Figure 3: user interest analysis

Figure 3: user interest analysis

Figure 4: access page analysis

Proposed Model

Our developed AI model employed deep neural networks to implement collaborative filtering-based algorithm to accomplish the defined objectives of carrying out predictive analysis for production recommendation. The proposed method uses a combination of deep neural networks (DNN) -a machine learning architecture- with word2vec mechanism to explore click-based features of the users. Some other alternate methods to DNN as classifier are XGBoost, Random Forest, and Support Vector Machine (SVM).


Figure 5: Proposed architecture

Specifically, we employed the AutoRec architecture [5] which is a denoising autoencoder network with a collaborative filtering model.
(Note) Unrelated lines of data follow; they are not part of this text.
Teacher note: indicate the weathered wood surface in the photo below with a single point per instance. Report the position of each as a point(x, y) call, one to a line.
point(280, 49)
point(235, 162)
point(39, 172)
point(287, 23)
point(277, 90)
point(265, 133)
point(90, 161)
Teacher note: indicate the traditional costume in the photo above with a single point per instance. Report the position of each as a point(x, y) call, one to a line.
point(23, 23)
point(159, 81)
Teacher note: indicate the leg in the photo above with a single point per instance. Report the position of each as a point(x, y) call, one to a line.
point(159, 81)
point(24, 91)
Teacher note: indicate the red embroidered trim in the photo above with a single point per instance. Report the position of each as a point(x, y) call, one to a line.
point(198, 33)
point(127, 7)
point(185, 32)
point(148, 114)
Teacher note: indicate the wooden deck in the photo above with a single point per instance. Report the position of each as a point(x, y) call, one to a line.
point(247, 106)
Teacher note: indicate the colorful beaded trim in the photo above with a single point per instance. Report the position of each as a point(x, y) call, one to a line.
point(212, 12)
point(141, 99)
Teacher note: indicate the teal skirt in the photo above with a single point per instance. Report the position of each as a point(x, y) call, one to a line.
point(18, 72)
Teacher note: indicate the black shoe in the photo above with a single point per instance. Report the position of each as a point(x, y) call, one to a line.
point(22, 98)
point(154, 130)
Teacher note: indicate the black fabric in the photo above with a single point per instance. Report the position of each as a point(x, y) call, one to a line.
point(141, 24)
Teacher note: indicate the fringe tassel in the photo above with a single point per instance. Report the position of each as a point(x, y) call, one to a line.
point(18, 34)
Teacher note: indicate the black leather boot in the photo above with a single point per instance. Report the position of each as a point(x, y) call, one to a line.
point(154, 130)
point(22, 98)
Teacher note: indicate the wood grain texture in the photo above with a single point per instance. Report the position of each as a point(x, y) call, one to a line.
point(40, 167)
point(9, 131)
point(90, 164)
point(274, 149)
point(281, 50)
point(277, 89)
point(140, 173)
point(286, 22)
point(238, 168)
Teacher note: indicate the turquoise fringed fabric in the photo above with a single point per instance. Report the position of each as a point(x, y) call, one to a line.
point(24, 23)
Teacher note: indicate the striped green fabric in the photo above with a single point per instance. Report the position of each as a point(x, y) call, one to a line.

It can be used to learn lower-dimensional feature representations at the bottleneck layer, or to fill the blanks of the interaction matrix directly in the reconstruction layer. It is designed to accept both an item-based and user-based autoencoder. It takes in the latent vector of each item or user, maps it to the hidden layers and then attempts to reconstruct the item or user in the output layer, thereby predicting the ranking of products recommended to the user.

Figure 6: Autoencoder architecture

The Word2vec technique is a two-staged neural network that is used to generate data in vector space. We have used this technique to generate the nearest neighbor product that is based on user purchasing records and the click sequences.


The results from the experiments are evaluated with several evaluation metrics such as Mean Absolute Error, Mean Square Error, and Root Mean Square Error. The model is also evaluated extensively on real data from a variety of retail industries including goods and services, travel, automotive, and retail.

The output of the model is a ranking of products that are closest to the user purchased item and click information. From our results, we compared the predicted values and the true values to determine the effectiveness of the model. The close relation between the two values shows the effectiveness of the developed model in recommending products from user behavior.
It is important to note that this model is not restricted to only recommending products but can work with any tasks that are based on user behavior.


[1] Zhang, Z.P., Kudo, Y., Murai, T., Ren, Y.G. (2019). Enhancing recommendation accuracy of item-based collaborative filtering via item-variance weighting. Appl. Sci, vol.9, pp. 1928.
[2] Lu, J., Wu., D., Mao, M., Wang, W., Zhang, G. (2015). Recommender system application developments: A survey. Decis. Support Syst., vol. 74, pp. 12-32.
[3] Zheng, L., Lu, C.T., et al. (2019). MARS: Memory attention-aware recommender system. In Proceedings of the 2019 IEEE International Conference on Data Science and Advanced Analytics (DSAA), Washington, DC, USA, pp. 11-20.
[4] Sedan, S., Menon, A.K., Sanner, S., and Xie, L. (2015). Autorec: Autoencoders meet collaborative filtering. In WWW, pp. 111-112.